Court of Appeal of Tonga, Shipping Corporation of Polynesia Ltd v Rex, 30 September 2011


This case law summary was developed as part of the Disaster Law Database (DISLAW) project, and is not an official record of the case.

Geographical Area
Asia Pacific
Case Name
Shipping Corporation of Polynesia Ltd v Rex
Case Reference
[2011] TOCA 13
Name of Court
Court of Appeal of Tonga
Decision and Reasoning
The Court found that there was no legislation which allowed the Courts to require a portion of a fine to be paid to individuals or organisations other than the plaintiff, which in this case was the Crown. Nor could the Court direct the Crown to allocate a portion of the fines imposed to a particular group. Therefore, this part of the appeal was allowed.

Although the Court found that the financial position of the defendant is a relevant factor which should be taken into account in sentencing, in their view, the consequences of sending an unseaworthy vessel to sea needed to be made clear. The Court agreed with the trial judge that a strong message needed to be sent.

Although the Court noted the differences in economies between the UK and Tonga, they emphasised that the offending was extremely serious and deserved a very significant penalty.
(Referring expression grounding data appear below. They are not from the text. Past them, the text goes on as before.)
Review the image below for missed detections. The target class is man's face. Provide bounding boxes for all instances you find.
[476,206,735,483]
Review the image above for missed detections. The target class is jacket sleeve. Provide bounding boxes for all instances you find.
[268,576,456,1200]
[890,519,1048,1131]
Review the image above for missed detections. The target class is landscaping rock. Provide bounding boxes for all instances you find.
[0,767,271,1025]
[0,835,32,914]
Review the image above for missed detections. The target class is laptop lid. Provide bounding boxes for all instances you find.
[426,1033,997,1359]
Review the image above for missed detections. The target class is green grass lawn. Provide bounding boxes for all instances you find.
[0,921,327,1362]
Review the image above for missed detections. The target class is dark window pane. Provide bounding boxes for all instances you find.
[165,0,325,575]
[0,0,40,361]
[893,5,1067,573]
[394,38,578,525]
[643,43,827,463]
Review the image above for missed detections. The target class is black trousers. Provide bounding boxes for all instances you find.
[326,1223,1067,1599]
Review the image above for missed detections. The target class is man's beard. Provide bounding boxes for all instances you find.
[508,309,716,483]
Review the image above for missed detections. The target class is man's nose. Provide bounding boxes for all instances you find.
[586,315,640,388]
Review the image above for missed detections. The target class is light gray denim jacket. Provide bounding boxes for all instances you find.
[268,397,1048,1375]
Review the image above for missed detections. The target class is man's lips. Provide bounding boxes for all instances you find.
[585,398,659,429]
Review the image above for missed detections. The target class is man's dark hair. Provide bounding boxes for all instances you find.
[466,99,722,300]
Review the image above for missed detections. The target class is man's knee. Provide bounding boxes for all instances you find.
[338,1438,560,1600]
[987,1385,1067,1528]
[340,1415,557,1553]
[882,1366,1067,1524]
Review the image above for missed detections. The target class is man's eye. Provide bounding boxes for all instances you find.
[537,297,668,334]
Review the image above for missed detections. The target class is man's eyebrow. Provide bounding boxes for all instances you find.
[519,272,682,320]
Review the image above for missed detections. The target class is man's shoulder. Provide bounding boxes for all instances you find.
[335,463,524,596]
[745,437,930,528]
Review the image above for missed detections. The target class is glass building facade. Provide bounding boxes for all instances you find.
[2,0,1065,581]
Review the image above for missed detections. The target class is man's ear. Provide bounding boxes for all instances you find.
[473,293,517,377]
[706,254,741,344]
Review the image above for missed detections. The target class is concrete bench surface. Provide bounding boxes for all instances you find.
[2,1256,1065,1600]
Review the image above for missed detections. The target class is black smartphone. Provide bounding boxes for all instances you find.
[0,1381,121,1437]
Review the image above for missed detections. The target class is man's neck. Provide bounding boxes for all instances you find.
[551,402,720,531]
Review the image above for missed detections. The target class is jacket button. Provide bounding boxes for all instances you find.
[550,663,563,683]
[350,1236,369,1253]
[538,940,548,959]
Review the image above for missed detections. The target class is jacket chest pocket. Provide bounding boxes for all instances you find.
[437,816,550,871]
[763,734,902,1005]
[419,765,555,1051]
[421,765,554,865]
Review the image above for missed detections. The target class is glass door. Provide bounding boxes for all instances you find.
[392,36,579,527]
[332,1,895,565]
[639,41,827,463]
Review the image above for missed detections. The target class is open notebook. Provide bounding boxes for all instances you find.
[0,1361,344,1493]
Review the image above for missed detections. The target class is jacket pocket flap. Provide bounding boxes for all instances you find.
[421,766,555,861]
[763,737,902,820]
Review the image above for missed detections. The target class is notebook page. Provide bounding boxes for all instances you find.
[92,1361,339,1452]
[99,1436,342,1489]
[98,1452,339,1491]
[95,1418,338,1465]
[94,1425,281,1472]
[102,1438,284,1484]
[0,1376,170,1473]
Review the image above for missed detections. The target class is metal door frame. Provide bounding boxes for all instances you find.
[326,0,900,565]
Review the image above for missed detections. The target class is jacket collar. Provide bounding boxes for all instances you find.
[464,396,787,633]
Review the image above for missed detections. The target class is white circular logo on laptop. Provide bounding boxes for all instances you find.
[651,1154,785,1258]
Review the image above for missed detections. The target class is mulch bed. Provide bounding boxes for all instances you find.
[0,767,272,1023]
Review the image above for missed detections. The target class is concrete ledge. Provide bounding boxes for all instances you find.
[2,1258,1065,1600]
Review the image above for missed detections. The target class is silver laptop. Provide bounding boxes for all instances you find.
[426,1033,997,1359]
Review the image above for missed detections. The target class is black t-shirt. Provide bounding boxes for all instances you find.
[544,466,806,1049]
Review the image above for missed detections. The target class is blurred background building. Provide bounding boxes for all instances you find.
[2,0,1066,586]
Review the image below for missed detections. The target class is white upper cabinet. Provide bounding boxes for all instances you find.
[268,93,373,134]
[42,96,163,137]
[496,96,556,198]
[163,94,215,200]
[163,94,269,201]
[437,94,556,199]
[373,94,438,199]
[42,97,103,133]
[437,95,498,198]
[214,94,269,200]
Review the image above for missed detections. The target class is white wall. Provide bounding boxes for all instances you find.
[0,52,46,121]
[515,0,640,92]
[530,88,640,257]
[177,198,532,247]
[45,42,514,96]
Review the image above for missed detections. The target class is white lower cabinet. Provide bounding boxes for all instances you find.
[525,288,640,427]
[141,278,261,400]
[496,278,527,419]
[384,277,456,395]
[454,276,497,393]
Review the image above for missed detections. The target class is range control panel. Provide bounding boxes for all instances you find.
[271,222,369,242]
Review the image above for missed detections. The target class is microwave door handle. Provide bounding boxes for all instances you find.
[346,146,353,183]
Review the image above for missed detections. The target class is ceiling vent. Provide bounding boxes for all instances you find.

In determining what was an appropriate fine, the Court took into account that the defendant was convicted of a number of charges relating to the same transaction, stating that it was reasonable to treat the total offending as the equivalent of one offence. For this reason, the Court reduced the fines of the five unseaworthiness convictions to a nominal amount.
The Court upheld the fine imposed for manslaughter, however, reduced the fines of the five charges relating to unseaworthiness to T$100 pa’anga each.